The marriage service, as in all eastern rites, comprises the betrothal and the marriage. The betrothal consists of:

1 Consent. A woman (in older tradition) is sent to the bride's house, offering a ring.

2 Joining of hands by the priest, in the home.

The marriage liturgy has four parts:

1 The blessing of a cup of wine with hnana, dust from a saint's tomb. The blessing includes the placing of a cross and a ring in the cup, and drinking from the cup.

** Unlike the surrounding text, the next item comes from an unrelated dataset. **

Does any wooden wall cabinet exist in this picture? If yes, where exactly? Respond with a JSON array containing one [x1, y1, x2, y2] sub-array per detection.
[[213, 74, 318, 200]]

2 Blessing of the marriage clothes

3 Crowning of bride and groom

4 Blessing of the bed chamber.

The texts of the service view marriage as another Cana of Galilee. The imagery of Christ the bridegroom is adopted and amalgamated with the imagery from the Book of Revelation, where the lamb is slain, suggesting that the dowry is a costly sacrifice and demonstration of pure love - the blood of the covenant. The ring is a type of 'the ring' which features in salvation history - of Joseph, of Rebecca, and of the Church espoused to Christ. It carries the salvation history of all rings in scripture. The hnana is regarded as eschatological drink, appropriate for the eschatological symbolism of human marriage. The crowning represents royal status, and the bridal chamber takes on the role of the heavenly sanctuary.